福岡市の中心部に位置する「オーヴィジョンアイスアリーナ福岡」は閉鎖の危機を乗り越え、2023年4月にリニューアルオープンした。西部ガス都市開発株式会社(福岡市)が運営する民間リンクが復活した背景には、約5億円の改修費用の一部を負担した行政の異例の判断があった。当時、福岡県スポーツ局長として尽力した福岡県スポーツ推進基金の中平稔人専務理事兼事務局長に舞台裏などを聞いた。(共同通信=大島優迪)

 ▽レジャー多様化、修繕費増加など事業環境悪化

 オーヴィジョンアイスアリーナ福岡は、リニューアルを機に名称変更するまで「パピオアイスアリーナ」の名で長年親しまれた。1987年に閉場した「福岡スポーツセンター」に代わる屋内スケートリンクとして1991年に営業が始まった。西部ガス、西日本鉄道、福岡市など12団体で設立した第三セクター「千代文化スポーツセンター」が建設し、事業を担った。国際規格の通年型リンクで、ボウリング場や音楽・演劇練習場を備える複合型施設の中にある。

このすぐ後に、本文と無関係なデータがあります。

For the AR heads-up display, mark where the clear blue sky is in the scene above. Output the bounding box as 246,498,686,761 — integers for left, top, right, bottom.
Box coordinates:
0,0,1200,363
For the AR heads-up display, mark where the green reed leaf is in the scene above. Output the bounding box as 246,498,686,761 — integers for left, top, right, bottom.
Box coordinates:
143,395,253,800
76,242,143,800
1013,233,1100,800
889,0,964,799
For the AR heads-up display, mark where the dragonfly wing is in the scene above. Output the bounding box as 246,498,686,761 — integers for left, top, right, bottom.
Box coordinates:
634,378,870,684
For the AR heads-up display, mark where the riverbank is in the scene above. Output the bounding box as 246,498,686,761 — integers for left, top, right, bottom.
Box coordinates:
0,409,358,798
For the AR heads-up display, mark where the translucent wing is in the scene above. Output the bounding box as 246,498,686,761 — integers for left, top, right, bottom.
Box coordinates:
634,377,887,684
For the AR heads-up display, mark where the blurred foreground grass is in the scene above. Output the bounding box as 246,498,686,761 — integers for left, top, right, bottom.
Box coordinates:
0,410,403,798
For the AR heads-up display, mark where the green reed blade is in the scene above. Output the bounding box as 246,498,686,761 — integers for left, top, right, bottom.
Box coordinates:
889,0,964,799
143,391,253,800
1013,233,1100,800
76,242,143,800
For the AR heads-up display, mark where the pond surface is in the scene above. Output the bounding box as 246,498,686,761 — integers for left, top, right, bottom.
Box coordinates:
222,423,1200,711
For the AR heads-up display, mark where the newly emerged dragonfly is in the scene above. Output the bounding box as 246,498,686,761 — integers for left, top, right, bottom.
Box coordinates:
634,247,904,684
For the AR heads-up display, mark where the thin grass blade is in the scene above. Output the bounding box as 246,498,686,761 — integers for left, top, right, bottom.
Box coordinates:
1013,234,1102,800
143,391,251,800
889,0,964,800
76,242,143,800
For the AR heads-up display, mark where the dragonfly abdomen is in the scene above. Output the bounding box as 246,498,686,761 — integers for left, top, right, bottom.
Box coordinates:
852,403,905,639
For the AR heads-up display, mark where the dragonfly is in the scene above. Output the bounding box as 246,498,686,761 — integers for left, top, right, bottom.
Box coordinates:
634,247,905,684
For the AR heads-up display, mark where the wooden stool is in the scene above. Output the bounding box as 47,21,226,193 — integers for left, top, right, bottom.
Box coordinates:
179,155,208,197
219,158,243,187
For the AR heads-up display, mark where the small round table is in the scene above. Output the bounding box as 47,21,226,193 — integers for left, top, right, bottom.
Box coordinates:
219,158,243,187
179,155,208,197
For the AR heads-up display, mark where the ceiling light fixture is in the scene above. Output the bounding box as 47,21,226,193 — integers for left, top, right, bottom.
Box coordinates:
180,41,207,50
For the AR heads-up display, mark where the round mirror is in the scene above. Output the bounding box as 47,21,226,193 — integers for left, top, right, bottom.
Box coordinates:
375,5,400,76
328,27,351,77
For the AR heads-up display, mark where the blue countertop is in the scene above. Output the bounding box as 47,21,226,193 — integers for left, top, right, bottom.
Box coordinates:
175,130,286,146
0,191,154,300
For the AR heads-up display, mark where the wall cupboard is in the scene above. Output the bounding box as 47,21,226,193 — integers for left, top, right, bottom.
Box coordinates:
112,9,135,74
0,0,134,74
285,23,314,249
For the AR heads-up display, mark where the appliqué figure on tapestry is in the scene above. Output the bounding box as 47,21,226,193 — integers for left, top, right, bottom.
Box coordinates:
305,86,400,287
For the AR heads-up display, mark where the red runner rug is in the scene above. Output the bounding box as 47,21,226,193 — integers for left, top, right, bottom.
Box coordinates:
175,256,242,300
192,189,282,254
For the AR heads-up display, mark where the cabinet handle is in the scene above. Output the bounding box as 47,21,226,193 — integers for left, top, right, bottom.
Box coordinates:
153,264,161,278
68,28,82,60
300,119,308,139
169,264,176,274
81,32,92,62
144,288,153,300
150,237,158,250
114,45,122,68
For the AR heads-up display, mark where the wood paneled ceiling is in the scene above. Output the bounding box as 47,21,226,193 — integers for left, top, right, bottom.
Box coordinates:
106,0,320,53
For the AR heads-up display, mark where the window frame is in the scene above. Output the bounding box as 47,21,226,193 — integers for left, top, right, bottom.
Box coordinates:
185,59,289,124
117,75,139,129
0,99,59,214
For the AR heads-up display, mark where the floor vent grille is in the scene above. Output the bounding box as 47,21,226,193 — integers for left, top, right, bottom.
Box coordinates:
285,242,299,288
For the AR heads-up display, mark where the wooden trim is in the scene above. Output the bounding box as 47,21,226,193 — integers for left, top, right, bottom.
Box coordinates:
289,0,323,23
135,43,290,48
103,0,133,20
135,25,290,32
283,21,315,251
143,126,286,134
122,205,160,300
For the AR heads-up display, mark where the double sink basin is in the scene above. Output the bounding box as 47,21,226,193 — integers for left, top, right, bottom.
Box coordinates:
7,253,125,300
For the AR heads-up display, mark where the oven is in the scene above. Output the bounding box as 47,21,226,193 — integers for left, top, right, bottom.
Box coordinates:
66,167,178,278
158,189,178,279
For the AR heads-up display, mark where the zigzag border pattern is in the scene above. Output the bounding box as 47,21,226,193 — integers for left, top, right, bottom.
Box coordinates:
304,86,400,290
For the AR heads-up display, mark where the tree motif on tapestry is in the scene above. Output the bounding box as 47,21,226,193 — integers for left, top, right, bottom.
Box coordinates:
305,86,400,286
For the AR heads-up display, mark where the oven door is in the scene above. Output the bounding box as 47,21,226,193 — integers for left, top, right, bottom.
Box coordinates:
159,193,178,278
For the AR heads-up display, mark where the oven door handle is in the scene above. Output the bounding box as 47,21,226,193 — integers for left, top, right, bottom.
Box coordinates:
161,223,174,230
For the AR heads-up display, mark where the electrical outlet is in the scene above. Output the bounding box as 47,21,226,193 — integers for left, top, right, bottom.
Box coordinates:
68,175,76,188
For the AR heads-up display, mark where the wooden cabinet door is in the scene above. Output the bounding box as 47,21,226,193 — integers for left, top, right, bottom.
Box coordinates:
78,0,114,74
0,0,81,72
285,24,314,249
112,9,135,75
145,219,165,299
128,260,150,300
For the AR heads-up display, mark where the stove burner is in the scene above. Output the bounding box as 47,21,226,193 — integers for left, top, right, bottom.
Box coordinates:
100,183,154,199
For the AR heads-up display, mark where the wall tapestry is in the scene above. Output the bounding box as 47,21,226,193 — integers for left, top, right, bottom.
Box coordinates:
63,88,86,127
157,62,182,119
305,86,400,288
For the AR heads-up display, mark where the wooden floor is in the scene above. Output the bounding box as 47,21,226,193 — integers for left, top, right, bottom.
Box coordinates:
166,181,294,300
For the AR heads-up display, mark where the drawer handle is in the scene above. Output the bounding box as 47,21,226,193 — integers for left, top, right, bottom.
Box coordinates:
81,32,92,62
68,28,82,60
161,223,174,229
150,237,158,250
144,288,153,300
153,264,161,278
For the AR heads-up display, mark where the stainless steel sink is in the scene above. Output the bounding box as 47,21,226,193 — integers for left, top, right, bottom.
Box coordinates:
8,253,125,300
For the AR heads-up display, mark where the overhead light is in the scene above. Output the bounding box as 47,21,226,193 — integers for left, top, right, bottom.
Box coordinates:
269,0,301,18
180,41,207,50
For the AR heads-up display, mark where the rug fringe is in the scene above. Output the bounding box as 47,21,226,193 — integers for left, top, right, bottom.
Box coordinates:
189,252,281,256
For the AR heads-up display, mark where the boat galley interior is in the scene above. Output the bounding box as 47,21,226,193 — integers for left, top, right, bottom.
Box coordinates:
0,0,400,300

 バブル崩壊による景気の悪化やレジャーの多様化、修繕費の増加などの影響を受け、事業環境は徐々に悪化した。西部ガスは2009年に第三セクターから累積損失20億円含みで事業を継承し、利益均衡での経営を続けた。しかし、冷媒に使うフロンガスの生産が2020年に環境規制で停止され、営業を続けるために約5億円をかけて設備更新する必要が生じた。

 2020年1月に西部ガスが開いた記者会見で、当時の道永幸典社長は「福岡市からリンクがなくなる事態は避けたいが、西部ガス1社ではどうしようもない。行政を含めた支援が必要だ」と訴えた。パピオアイスアリーナは福岡市内で唯一の常設リンク。閉鎖された場合、福岡県内の通年型リンクは久留米市の「スポーツガーデン」と飯塚市の「飯塚アイスパレス」の2カ所だけとなる恐れがあった。